Sergueï passa la main dans ses cheveux.

— Alinochka, écoute…

— Ne m’appelle pas comme ça, répliqua-t-elle, les yeux brûlants de colère. Tu as laissé ta famille profiter de ma maison à mes dépens, tu m’as menti pendant des mois.

— Quoi de mal à ça ? protesta Nina Petroavna. Ce n’est pas un peu d’électricité qui va ruiner quelqu’un !

— Je n’ai pas remarqué ? brandit Alina la quittance. Vingt-sept mille ! Tout ça pour votre voiture ?

— Pas seulement, bredouilla Viktor. On a aussi ramené du matériel…

— Du matériel ? s’agaça Alina en se retournant vers Sergueï. Vous rapportiez du matériel ici ? Quel matériel ?

Sergueï baissa les yeux.

— Viktor mine des bitcoins. Il disait que chez toi, le tarif est moins élevé.

— Sortez d’ici, murmura Alina. Tout le monde dehors, immédiatement.

— Mais mes… commença Nina Petroavna.

— Emportez-vous et partez, l’interrompit Alina en ouvrant la porte. Vous avez cinq minutes.

— Alina, parlons-en, essaya de raisonner Sergueï en la saisissant par le bras.

— Ne me touchez pas, dit-elle en se dégageant. Tu m’as trahie et laissé piller ma maison.

— Personne ne t’a pillée ! protesta la belle-mère. Comment oses-tu ?

— Cinq minutes, répéta Alina. Sinon j’appelle la police.

Une heure plus tard, la maison était vide. Alina ramassait méthodiquement les affaires de Sergueï quand un coup retentit à la porte.

— Alina, ouvre, supplia la voix fatiguée de son mari. Parlons-en.

Elle ouvrit.

— Il n’y a rien à discuter. Prends tes affaires et va-t’en.

— Tu exagères ! s’écria Sergueï, agacé. Ce n’est qu’une question d’électricité, après tout, c’est ma famille.

— Et moi alors ? demanda-t-elle amèrement. Une vache à lait ?

— Ne dis pas ça, murmura-t-il en tendant la main.

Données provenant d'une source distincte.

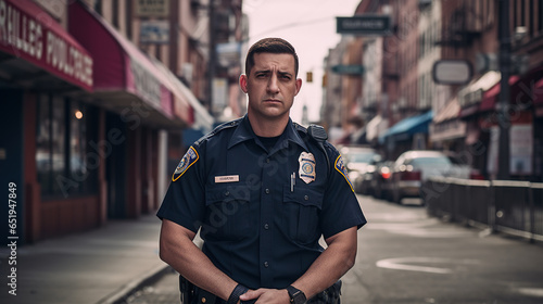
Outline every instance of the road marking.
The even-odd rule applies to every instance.
[[[377,267],[396,270],[408,270],[408,271],[420,271],[430,274],[446,275],[452,274],[451,268],[439,268],[419,265],[408,265],[411,263],[430,263],[430,264],[478,264],[478,262],[472,259],[455,261],[452,258],[441,258],[441,257],[396,257],[381,259],[376,263]]]
[[[543,288],[519,288],[517,291],[523,295],[543,297]]]

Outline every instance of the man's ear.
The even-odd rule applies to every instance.
[[[294,96],[296,96],[300,92],[300,89],[302,88],[302,79],[298,78],[296,79],[296,92]]]
[[[241,88],[241,90],[244,93],[248,92],[248,90],[247,90],[247,75],[241,74],[241,76],[239,76],[239,87]]]

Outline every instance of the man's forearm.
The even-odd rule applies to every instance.
[[[356,231],[356,227],[353,227],[329,238],[328,248],[292,284],[302,290],[307,299],[332,286],[354,265],[357,246]]]
[[[177,226],[177,227],[176,227]],[[193,284],[223,300],[228,300],[236,282],[220,271],[187,236],[186,228],[169,220],[163,220],[160,256]]]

— C’est fini, coupa Alina. Demain, je dépose la demande de divorce. Et pour l’instant, je change les serrures.

— Tu n’en as pas le droit ! hurla-t-il. C’est notre maison à tous les deux !

— Non, répondit-elle calmement. Je l’ai achetée avant le mariage. Tu veux voir les papiers ?

— Maman dit qu’au divorce tout se partage moitié-moitié !

— Que ta mère lise le Code de la famille, répliqua-t-elle en lui tendant son sac. Les biens acquis avant le mariage ne se partagent pas.

— C’est injuste ! s’indigna Sergueï, rouge de colère.

— L’injustice, c’est un mari qui ment et une famille qui parasite sa femme, conclut Alina. Adieu, Sergueï.